At peace with it,

Wednesday, June 24



You know all those times youve said to yourself that you’d love to just give up everything and build a cabin in the woods? Or maybe you said you’d sell your house and move to a shack on the beach, spending your days making a small living and just enjoying your freedom in the wild? Or sometimes you just want a small loft in the middle of the city enough for you to spend your tiring day, alone, but in content. Just one of your thoughts that makes you happy enough by just thinking of it. Because we all have been there, we all will pass that one phase, where we used to pray for so many fancy things. Now I ask to be near Him.


5 years ago I was a fucking mess and now I’m a fucking mess but at peace with it. I still am that clumsy girl who gets her schedule all over the place but still manage to settle her day alive. I never did well in school but now I’m doing what I love to do with a first. Here’s to everyone in school who didn’t believe in me, who constantly taunting me and left me hanging with all the algorithms homework because they think I can never make it through.
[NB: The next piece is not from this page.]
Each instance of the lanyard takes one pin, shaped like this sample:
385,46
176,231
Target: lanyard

My life is a constant battle between “if it’s meant to be it will be” and “if you want it go get it”. But these days, I have taught myself a lot to fight for something you really want. I fought for a good spot in coffee shop because I taught I would do my work better there with all the sun rays and good spot to see the dessert on the bar. It doesn’t makes me feel good, but at least I didn’t feel sucky for letting someone else took that place. No, I’m not okay. But I haven’t been okay since I was 11, maybe 12. I am still here though. I’m still breathing. For me, sometimes, that will have to be enough.


For what it’s worth: it’s never too late to be whoever you want to be. I hope you live a life you’re proud of, and if you find that you’re not, I hope you have the strength to start all over again.